If you can understand that investments rise and fall in value constantly, you can become better prepared to deal with the fluctuations. When dollar cost averaging, you look at a loss in value as a greater buying opportunity, instead of immediately writing off the experience as a loss.
Assuming the price of the investment does eventually rise, a dollar cost averaging plan will help you capitalize on lower market swings by assigning you more shares. It also helps you stay consistent as an investor, which will materialize into superior gains in the long term.
Even if the price of the investment doesn’t rise to the point that you originally planned, dollar cost averaging still helped you save consistently. While you might’ve lost some value in your investment, which can happen with any investment, you can still sell out and reallocate your funds to a better opportunity.
Because of this chance of loss, you want to make sure you are pairing a solid dollar cost averaging plan with diversification. This is a fantastic way to maximize your investment gains.
The benefits of dollar cost averaging are clearly advantageous to most investors. Best of all, this strategy helps you automatically buy low and sell high.

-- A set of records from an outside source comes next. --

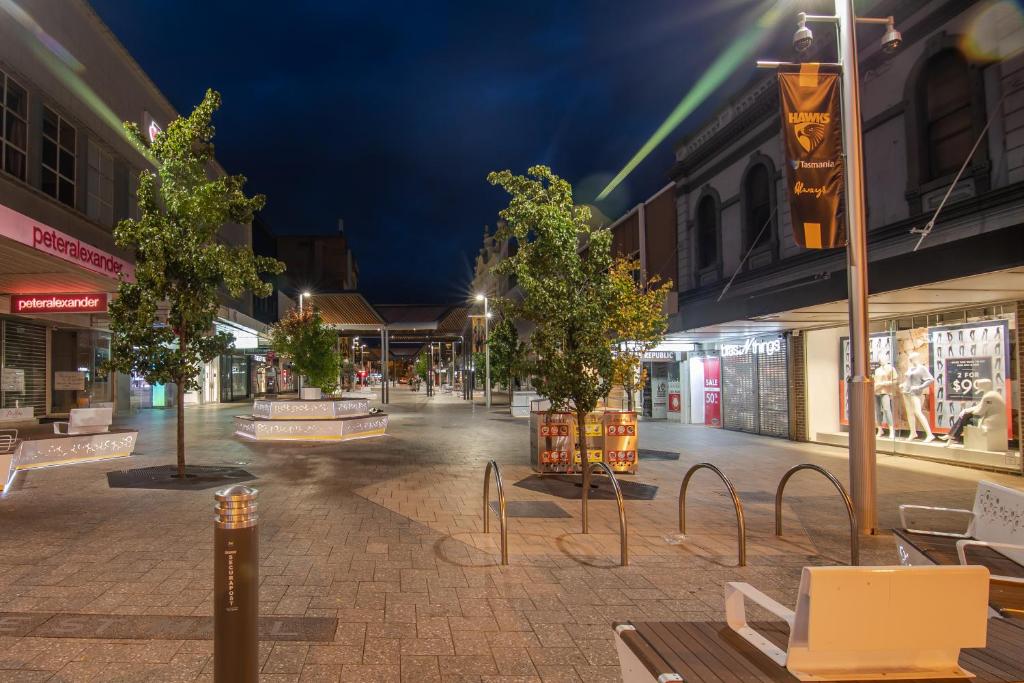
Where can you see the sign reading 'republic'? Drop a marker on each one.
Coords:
(58, 303)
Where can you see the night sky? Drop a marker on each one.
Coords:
(390, 114)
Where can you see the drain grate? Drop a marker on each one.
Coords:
(165, 477)
(539, 509)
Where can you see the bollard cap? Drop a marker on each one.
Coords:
(236, 507)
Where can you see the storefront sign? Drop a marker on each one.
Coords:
(58, 303)
(754, 346)
(813, 142)
(69, 381)
(962, 374)
(713, 391)
(22, 228)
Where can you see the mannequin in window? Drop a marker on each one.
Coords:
(915, 382)
(886, 384)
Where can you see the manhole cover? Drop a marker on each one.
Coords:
(569, 487)
(545, 509)
(165, 476)
(650, 454)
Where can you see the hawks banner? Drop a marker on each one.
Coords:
(813, 141)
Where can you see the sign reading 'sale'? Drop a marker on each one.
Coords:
(813, 140)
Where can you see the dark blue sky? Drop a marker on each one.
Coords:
(390, 114)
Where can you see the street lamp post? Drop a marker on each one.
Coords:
(486, 349)
(863, 484)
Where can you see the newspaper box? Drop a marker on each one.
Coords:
(621, 451)
(552, 439)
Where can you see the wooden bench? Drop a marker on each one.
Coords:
(994, 539)
(852, 624)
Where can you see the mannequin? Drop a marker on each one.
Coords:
(916, 380)
(886, 384)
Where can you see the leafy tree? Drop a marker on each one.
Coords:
(638, 321)
(162, 323)
(566, 291)
(302, 336)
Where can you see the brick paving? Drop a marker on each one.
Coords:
(385, 536)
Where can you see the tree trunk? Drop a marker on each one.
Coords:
(585, 463)
(180, 399)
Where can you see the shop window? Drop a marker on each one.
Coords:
(757, 207)
(946, 101)
(59, 139)
(13, 127)
(99, 183)
(708, 218)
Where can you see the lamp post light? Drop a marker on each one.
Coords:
(486, 349)
(863, 483)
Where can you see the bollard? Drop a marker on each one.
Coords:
(236, 586)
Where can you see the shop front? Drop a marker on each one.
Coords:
(946, 385)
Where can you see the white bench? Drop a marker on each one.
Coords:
(867, 623)
(86, 421)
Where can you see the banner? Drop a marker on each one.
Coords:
(812, 136)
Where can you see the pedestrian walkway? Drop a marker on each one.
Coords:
(381, 541)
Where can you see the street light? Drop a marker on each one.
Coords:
(862, 458)
(486, 349)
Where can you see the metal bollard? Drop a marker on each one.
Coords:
(236, 586)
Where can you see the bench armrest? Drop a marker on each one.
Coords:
(735, 615)
(904, 525)
(962, 554)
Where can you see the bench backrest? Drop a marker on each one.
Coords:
(998, 512)
(887, 620)
(85, 418)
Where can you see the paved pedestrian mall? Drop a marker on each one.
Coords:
(374, 563)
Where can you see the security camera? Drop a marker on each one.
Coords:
(892, 39)
(803, 38)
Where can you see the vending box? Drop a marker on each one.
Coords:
(621, 441)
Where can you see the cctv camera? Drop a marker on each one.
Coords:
(891, 40)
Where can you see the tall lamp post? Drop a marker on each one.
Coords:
(863, 483)
(486, 349)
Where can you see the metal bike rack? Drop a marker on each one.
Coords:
(624, 537)
(740, 522)
(502, 512)
(854, 536)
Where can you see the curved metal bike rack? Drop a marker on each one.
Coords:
(854, 536)
(502, 513)
(740, 522)
(624, 538)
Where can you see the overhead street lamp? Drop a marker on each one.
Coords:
(862, 457)
(486, 348)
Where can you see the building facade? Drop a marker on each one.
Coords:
(68, 174)
(770, 317)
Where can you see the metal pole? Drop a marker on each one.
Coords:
(486, 349)
(862, 459)
(236, 586)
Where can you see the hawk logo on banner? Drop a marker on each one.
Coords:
(813, 142)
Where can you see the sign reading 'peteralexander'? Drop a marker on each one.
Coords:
(813, 141)
(58, 303)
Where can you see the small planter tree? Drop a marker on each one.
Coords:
(302, 336)
(566, 292)
(638, 322)
(162, 323)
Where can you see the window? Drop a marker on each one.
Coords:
(99, 182)
(13, 127)
(757, 202)
(58, 157)
(946, 105)
(707, 232)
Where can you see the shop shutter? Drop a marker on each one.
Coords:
(25, 348)
(739, 395)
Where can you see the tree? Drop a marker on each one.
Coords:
(302, 336)
(638, 321)
(561, 266)
(162, 323)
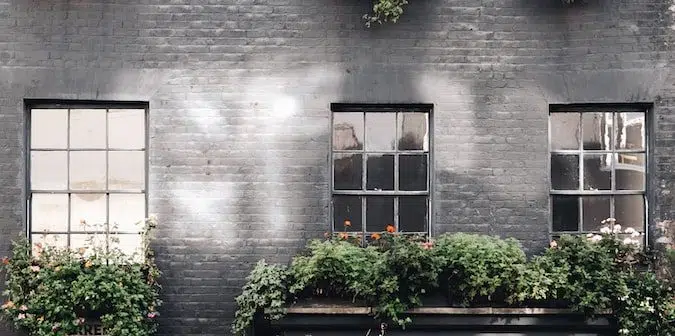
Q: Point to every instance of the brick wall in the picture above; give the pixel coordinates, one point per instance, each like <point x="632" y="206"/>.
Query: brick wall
<point x="239" y="120"/>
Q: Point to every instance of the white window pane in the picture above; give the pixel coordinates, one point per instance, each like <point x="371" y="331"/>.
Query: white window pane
<point x="127" y="212"/>
<point x="87" y="128"/>
<point x="126" y="170"/>
<point x="49" y="213"/>
<point x="88" y="212"/>
<point x="48" y="170"/>
<point x="58" y="241"/>
<point x="126" y="129"/>
<point x="49" y="129"/>
<point x="87" y="170"/>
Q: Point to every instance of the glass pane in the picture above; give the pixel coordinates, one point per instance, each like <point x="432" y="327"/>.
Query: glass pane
<point x="413" y="131"/>
<point x="565" y="213"/>
<point x="630" y="131"/>
<point x="380" y="131"/>
<point x="630" y="171"/>
<point x="58" y="241"/>
<point x="629" y="211"/>
<point x="87" y="170"/>
<point x="379" y="213"/>
<point x="347" y="213"/>
<point x="347" y="171"/>
<point x="49" y="213"/>
<point x="596" y="209"/>
<point x="127" y="212"/>
<point x="565" y="131"/>
<point x="597" y="172"/>
<point x="347" y="131"/>
<point x="48" y="170"/>
<point x="49" y="129"/>
<point x="412" y="214"/>
<point x="412" y="172"/>
<point x="380" y="172"/>
<point x="126" y="129"/>
<point x="87" y="128"/>
<point x="126" y="170"/>
<point x="597" y="129"/>
<point x="564" y="172"/>
<point x="88" y="212"/>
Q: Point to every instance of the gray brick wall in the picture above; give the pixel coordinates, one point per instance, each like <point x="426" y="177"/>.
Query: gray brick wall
<point x="239" y="94"/>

You’ll buy more shares when stock prices are lower, and buy less when stock prices are higher. Over the long term, a system like this will help you both stay invested in the market and profit from its natural bear and bull market cycles.
Combine Value Investing with DCA
Many greats have made a living from value investing. They have been documented in their abilities to beat the market. You probably have heard of the most famous value investor Warren Buffett. There’s also others such as Buffett’s mentor Benjamin Graham, John Templeton and Seth Klarman.
These greats had the patience to wait for the market to adjust to their liking and the wisdom to know which opportunities were worth investing in. Obviously, this is easier said than done.
The secret behind their success is really no secret at all. Basically, the concept of value investing boils down to understanding what a company’s intrinsic value is… and buying that company’s stock when it is trading at a discount to that intrinsic value.
This is a concept termed “margin of safety”. When you buy a company with a margin of safety, this means you are buying it at less than its intrinsic value. Let’s say the company closed shop tomorrow and sold off all of its assets and paid its liabilities. With its cash in the books, would the company have any value?
If the answer to that question is yes, then you’ve found a typical value investment. These are the kinds of stocks that the legends look for.
A company that is priced at less than its liquidation value gives the investor a margin of safety, because in the worst case if the business shuts down tomorrow the stockholder still owns a cash value in the company’s excess liquidation proceeds. Any additional margin between the price paid and this balance creates the margin of safety and provides the investor with a hefty profit.
Wheras most of Wall Street believes that a stock must have higher risk to give higher returns, the value investor uses the concept of margin of safety to state that a stock with lower risk actually has the best chance at higher returns.
What you’ll generally see on Wall Street is that most companies never get to the liquidation stage. More often than not, a company will be temporarily hated on the street and thus trading at a discount, but will eventually recover as time goes by.
This happens over and over again, until the enterprising value investor is able to compound his wealth nicely by finding many of these situations.
Combining a potent strategy like value investing to another effective investment strategy like dollar cost averaging and diversification can reap rewards for yourself for many years to come.
Don’t be the person who can’t recognize true value when they see it.